Мадлена проскользнула туда — невредимая, как пуля, гладкая, как рыбка в воде. Она не заметила разрушения. Впрочем, его и не было. Просто был беспорядок, который обычно предшествует генеральной весенней уборке. Предпасхальный… Дестэн воскрес… Все: и его давно установившаяся, несокрушимая репутация, и подпись на мраморе, за которую платили бешеные деньги, — все это роилось, монотонно жужжало вокруг него, как машины на автостраде, где под ровный гул мотора водитель начинает дремать, и катастрофа неизбежна. С появлением Мадлены это жужжание прекратилось.
Мастерская была огромная, темная и выходила окнами в запущенный сад. Занимала она весь #пилений этаж бывшего особняка, данным-давно пустовавшего и мало-помалу пришедшего в упадок, после чего там разместилась на несколько лет маленькая фабричка, но потом переехала еще куда-то. Тогда-то Фредерик Дестэн купил заброшенное помещение, велел починить крышу, снять перегородки, устроил здесь студию, радуясь, что наконец-то ему будет просторно и в ширину, и в длину, и в высоту. В бывшем машинном зале стояли статуи в длинных серых домино под цвет стенам, готовые не то рассыпаться, не то грозно двинуться на непрошеного гостя; другие сразу бросались в глаза своей экстравагантностью, неожиданным великолепием, и даже те, что возвышались над своими соседями, не могли дотянуться до высокого потолка. С трех сторон шли сплошь стеклянные, никогда не мывшиеся стены, покрытые завесой пыли, более нежной, чем нейлон; а за ней бесновались деревья, шел дождь; в чащобе, в высоких кустах сирени шарили солнечные лучи, кусочки неба меняли тона, там была лазурь, тучи, небесные светила, луна. Из открытой двери в сад шли, как в шахте, узенькие рельсы.
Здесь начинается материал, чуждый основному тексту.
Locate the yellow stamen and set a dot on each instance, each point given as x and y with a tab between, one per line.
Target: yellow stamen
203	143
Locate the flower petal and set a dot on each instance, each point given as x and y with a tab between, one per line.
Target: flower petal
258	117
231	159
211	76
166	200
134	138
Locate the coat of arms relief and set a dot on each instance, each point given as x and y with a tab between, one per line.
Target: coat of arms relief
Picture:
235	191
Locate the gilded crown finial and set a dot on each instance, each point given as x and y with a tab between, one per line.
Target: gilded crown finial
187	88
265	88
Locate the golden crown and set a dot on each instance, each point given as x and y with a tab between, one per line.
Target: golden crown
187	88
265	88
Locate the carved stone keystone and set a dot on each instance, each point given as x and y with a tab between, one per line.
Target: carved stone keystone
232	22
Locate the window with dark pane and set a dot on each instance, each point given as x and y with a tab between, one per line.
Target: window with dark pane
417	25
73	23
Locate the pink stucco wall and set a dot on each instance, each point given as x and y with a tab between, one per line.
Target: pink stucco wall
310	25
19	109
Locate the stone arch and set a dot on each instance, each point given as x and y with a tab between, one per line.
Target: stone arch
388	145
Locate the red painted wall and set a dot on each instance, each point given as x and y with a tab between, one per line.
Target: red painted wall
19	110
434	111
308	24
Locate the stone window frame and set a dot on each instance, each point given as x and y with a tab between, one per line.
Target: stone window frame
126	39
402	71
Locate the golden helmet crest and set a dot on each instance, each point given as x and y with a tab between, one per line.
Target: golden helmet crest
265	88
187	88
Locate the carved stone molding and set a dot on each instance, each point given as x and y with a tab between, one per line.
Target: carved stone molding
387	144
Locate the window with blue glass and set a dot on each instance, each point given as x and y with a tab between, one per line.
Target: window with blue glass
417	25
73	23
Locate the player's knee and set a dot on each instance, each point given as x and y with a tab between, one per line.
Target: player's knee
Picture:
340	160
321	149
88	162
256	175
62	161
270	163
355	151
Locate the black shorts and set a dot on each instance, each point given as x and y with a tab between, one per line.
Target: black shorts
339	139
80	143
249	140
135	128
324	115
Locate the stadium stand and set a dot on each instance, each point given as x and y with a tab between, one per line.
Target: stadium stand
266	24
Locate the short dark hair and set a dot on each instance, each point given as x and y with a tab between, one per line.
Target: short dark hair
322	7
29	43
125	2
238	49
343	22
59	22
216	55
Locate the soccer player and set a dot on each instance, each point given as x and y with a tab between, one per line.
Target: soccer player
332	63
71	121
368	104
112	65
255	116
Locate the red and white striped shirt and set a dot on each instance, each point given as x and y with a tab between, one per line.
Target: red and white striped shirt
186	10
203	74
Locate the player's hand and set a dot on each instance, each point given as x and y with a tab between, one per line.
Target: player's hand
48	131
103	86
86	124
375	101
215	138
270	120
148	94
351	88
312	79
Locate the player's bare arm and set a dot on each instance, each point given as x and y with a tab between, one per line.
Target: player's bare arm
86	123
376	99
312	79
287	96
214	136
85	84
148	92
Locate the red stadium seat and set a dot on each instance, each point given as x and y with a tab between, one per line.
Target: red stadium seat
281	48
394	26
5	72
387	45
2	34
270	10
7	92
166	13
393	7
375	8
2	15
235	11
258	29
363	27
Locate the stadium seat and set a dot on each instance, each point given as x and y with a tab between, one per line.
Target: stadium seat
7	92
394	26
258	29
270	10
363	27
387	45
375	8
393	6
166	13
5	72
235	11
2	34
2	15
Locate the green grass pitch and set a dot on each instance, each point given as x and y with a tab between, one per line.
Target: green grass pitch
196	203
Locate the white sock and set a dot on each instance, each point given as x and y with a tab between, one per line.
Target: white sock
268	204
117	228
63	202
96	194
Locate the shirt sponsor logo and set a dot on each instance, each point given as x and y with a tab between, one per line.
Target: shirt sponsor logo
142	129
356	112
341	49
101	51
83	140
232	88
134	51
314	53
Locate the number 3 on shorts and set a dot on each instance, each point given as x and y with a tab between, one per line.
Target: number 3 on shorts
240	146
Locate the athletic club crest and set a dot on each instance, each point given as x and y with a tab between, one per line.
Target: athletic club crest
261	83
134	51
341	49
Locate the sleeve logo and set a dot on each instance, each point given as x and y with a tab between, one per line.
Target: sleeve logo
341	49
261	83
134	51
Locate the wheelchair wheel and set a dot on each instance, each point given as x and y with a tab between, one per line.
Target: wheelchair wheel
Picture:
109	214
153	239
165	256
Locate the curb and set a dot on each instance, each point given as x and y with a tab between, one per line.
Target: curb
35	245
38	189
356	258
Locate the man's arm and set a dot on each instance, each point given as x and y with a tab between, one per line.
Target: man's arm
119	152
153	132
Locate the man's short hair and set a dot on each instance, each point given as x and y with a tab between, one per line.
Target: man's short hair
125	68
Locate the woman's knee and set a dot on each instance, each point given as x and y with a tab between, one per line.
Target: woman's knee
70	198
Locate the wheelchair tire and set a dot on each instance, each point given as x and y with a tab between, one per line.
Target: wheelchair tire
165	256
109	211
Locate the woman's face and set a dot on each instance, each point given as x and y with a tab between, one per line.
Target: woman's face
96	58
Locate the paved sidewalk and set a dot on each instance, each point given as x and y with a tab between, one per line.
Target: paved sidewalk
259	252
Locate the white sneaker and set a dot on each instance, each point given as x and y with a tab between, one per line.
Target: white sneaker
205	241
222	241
Дестэн работал, примостившись наверху стремянки. На нем был старый свитер, надетый поверх другого старого свитера, на шее вязаное кашне, на голове каскетка. Черные усы перечеркивали его лицо толстой горизонтальной чертой. В руках он гнул длинную металлическую полосу, поворачивая ее к открытой двери, пытаясь поймать солнечный луч, как, играя, ловят его в зеркале. Солнце ускользало, норовило осветить ступеньки стремянки, бутылку, стоявшую в ногах Дестэна, разбивалось об нее, гасло… Тяжелая металлическая полоса, укрепленная одним концом где-то под потолком, чуть было не увлекла за собой самого ваятеля, бутылка опрокинулась, на бетонном полу расплылось алое пятно. А полоса упрямо двигалась, как маятник… Дестэн слез со стремянки, подкатил сзади к полосе высокий каркас статуи, прислонил его к полосе и снова вскарабкался на стремянку… Металл под его руками коробился, свивался, и вдруг луч солнца упал прямо на полосу… Вспыхнул белый свет, Дестэн оттолкнул опору, высвободил полосу, и она, ослепляющая, блестящая, медленно завертелась вокруг собственной оси.